Scott Edward Dierking (born May 24, 1955) is an American former professional football player who was a running back in the National Football League (NFL). He played for the New York Jets from 1977 to 1983 after being selected in the fourth round of the 1977 NFL draft. He played college football for the Purdue Boilermakers.

==College career==
Before his NFL career, he played for Purdue University.
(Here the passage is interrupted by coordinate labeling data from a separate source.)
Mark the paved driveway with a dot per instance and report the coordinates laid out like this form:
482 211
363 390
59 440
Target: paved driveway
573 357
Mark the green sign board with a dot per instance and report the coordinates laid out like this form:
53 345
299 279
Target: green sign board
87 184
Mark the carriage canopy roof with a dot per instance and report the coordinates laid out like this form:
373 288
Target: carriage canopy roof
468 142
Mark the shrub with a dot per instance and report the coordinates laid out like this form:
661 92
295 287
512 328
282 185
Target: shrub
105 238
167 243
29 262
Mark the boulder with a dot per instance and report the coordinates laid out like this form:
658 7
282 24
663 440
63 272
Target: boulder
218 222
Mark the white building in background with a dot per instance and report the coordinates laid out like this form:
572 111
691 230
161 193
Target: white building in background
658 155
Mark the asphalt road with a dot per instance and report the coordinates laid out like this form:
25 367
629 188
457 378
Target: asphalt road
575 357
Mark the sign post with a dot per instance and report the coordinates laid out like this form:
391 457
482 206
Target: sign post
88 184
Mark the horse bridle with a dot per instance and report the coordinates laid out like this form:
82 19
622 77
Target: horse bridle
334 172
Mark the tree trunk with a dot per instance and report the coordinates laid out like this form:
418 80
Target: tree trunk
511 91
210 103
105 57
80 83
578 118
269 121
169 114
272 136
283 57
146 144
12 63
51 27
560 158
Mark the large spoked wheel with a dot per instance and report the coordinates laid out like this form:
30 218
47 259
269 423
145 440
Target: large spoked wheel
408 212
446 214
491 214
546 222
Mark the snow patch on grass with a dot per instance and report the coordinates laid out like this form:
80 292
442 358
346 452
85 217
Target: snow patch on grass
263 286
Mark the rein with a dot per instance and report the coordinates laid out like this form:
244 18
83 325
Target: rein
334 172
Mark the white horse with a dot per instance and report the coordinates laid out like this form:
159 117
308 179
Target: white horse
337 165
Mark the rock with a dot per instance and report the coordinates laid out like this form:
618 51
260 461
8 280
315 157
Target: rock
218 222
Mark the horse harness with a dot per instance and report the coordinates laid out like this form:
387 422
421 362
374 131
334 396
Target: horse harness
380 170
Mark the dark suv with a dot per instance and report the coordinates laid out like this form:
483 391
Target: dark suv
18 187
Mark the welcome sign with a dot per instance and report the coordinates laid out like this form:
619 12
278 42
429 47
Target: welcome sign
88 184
In 1976, Dierking was named First-team All-Big Ten Conference.

===Statistics===
Source:

| Year | Team | Rushing |  |  |  |  | Receiving |  |  |
| Att | Yards | Avg | Yds/G | TD | Rec | Yards | TD |
| 1973 | Purdue | 33 | 170 | 5.2 | 15.5 | 2 | 2 | 33 | 0 |
| 1974 | Purdue | 164 | 779 | 4.8 | 70.8 | 5 | 10 | 186 | 0 |
| 1975 | Purdue | 180 | 914 | 5.1 | 83.1 | 7 | 9 | 125 | 0 |
| 1976 | Purdue | 201 | 1,000 | 5.0 | 90.9 | 11 | 8 | 92 | 0 |
| Totals |  | 578 | 2,863 | 5.0 | 65.1 | 25 | 29 | 436 | 0 |

During his playing career, he was sometimes referred to as the human "coke machine" because of his build and toughness.

==NFL career statistics==

Legend
| Bold | Career high |

===Regular season===

| Year | Team | Games |  | Rushing |  |  |  |  | Receiving |  |  |  |  |
| GP | GS | Att | Yds | Avg | Lng | TD | Rec | Yds | Avg | Lng | TD |
| 1977 | NYJ | 14 | 5 | 79 | 315 | 4.0 | 21 | 0 | 4 | 29 | 7.3 | 15 | 1 |
| 1978 | NYJ | 15 | 13 | 170 | 681 | 4.0 | 26 | 4 | 19 | 152 | 8.0 | 17 | 0 |
| 1979 | NYJ | 16 | 14 | 186 | 767 | 4.1 | 40 | 3 | 10 | 121 | 12.1 | 27 | 0 |
| 1980 | NYJ | 16 | 13 | 156 | 567 | 3.6 | 15 | 6 | 19 | 138 | 7.3 | 22 | 1 |
| 1981 | NYJ | 16 | 4 | 74 | 328 | 4.4 | 15 | 1 | 26 | 228 | 8.8 | 23 | 1 |
| 1982 | NYJ | 9 | 0 | 38 | 130 | 3.4 | 11 | 1 | 12 | 80 | 6.7 | 13 | 1 |
| 1983 | NYJ | 16 | 1 | 28 | 113 | 4.0 | 31 | 3 | 33 | 275 | 8.3 | 19 | 0 |
| 1984 | TAM | 8 | 2 | 3 | 14 | 4.7 | 9 | 0 | 1 | 5 | 5.0 | 5 | 1 |
|  |  | 110 | 52 | 734 | 2,915 | 4.0 | 40 | 18 | 124 | 1,028 | 8.3 | 27 | 5 |

===Playoffs===

| Year | Team | Games |  | Rushing |  |  |  |  | Receiving |  |  |  |  |
| GP | GS | Att | Yds | Avg | Lng | TD | Rec | Yds | Avg | Lng | TD |
| 1981 | NYJ | 1 | 0 | 0 | 0 | 0.0 | 0 | 0 | 7 | 52 | 7.4 | 16 | 0 |
| 1982 | NYJ | 3 | 0 | 6 | 16 | 2.7 | 9 | 1 | 4 | 22 | 5.5 | 7 | 0 |
|  |  | 4 | 0 | 6 | 16 | 2.7 | 9 | 1 | 11 | 74 | 6.7 | 16 | 0 |

==Personal life==
His son, Dan Dierking, attended Wheaton Warrenville South High School in Wheaton, Illinois where he broke several of Harold "Red" Grange's records and carried his 2006 football team to a state championship; he subsequently won the 2006 Illinois Player of the Year Award. He attended Purdue University as a scholarship running back/full back. He was the team's starting FB for the 2009 season, was Purdue's finest cover man on special teams and was voted team captain for the 2010 season.